Notice that each tterm, each product of 3 matrix elements, represents each row once and each column once. We don't go straight down or straight across, we multiply along diagonal lines. For the 3×3 case, there are 6 ways to do this, hence 6 terms in the formula. Choose any entry from the first row and mark that column as "used". Then choose an enttry from the second row, avoiding the used column. Mark that column used, and in the third row, there is only one entry available. That's 3×2×1 or 6 combinations.
If you write down the numbers of the columns, in the order they are "used" by the rows, you'll find a permutation on the numbers 1 through n. Each product is associated with one of these permutations. The product is negated when the permutation is odd.
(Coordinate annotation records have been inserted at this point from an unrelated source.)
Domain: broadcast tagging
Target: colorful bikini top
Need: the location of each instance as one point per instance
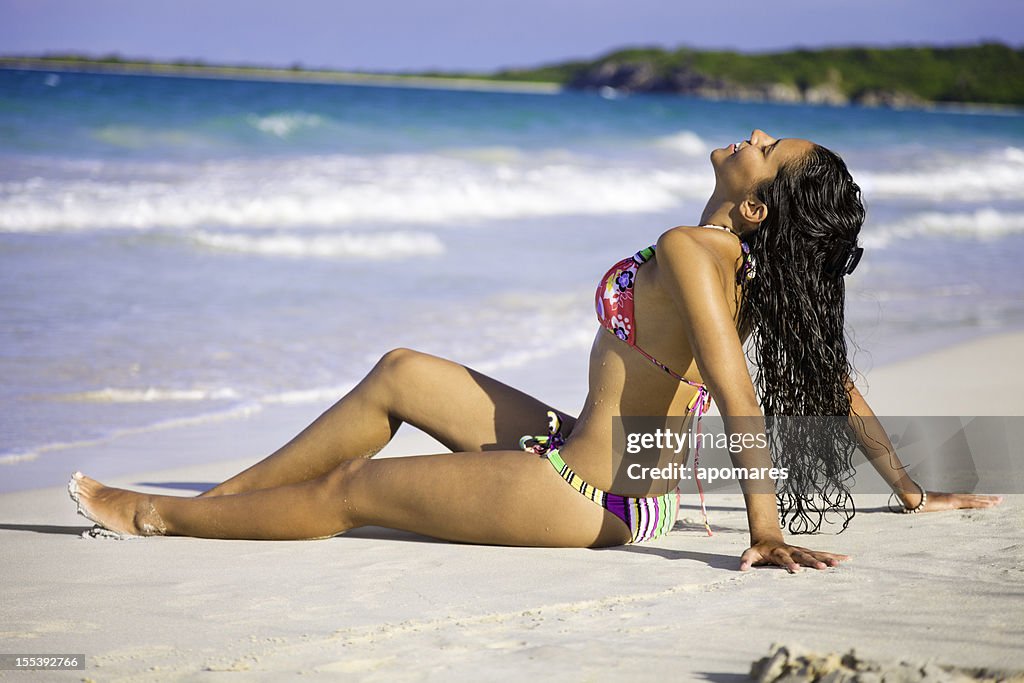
(614, 304)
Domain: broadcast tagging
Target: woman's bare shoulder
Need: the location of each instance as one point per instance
(695, 246)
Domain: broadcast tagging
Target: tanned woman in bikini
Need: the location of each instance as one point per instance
(764, 265)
At least that's how it looks in the 3×3 case.
If we derive a formula for the determinant of a 4×4 matrix, it will have 24 terms, each term a product of 4 entries according to a permutation on 4 columns. Half the terms are negated, according to the parity of the permutations. A 5×5 matrix gives a formula with 120 terms, and so on. This quickly becomes impractical, but let's prove it anyways.
Let det2(M) be the sum of all permutation products, where a product is negated when its associated permutation is odd. This definition agrees with det1 for n = 1, 2, and 3. Proceed by induction on n.
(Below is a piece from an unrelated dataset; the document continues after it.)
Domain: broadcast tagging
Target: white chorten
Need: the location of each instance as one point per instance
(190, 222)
Given an n×n matrix, delete the first row and jth column, and write the subdeterminant as a sum of permutation products. For each permutation, add 1 to each column number that is j or larger. We are pushing them over to make room for column j. Now place j at the beginning of these permutations. After all, det1 says to multiply the subdeterminant by the entry in row 1 column j. Have we changed the parity of the permutation by putting j in front? Only if an odd number of transpositions are needed to move j from its home in position j, to the front in position 1. This happens only when j is even. When j is 4, swap it with 3 2 and 1 to move it to the front, giving 3 transpositions. The remaining numbers, 1 through j-1 and j+1 through n, are permuted as before, with their preexisting parity. As if in confirmation, det1 tells us to negate the product precisely when j is even. The application of det1(M) produces det2(M). The two formulas are equivalent.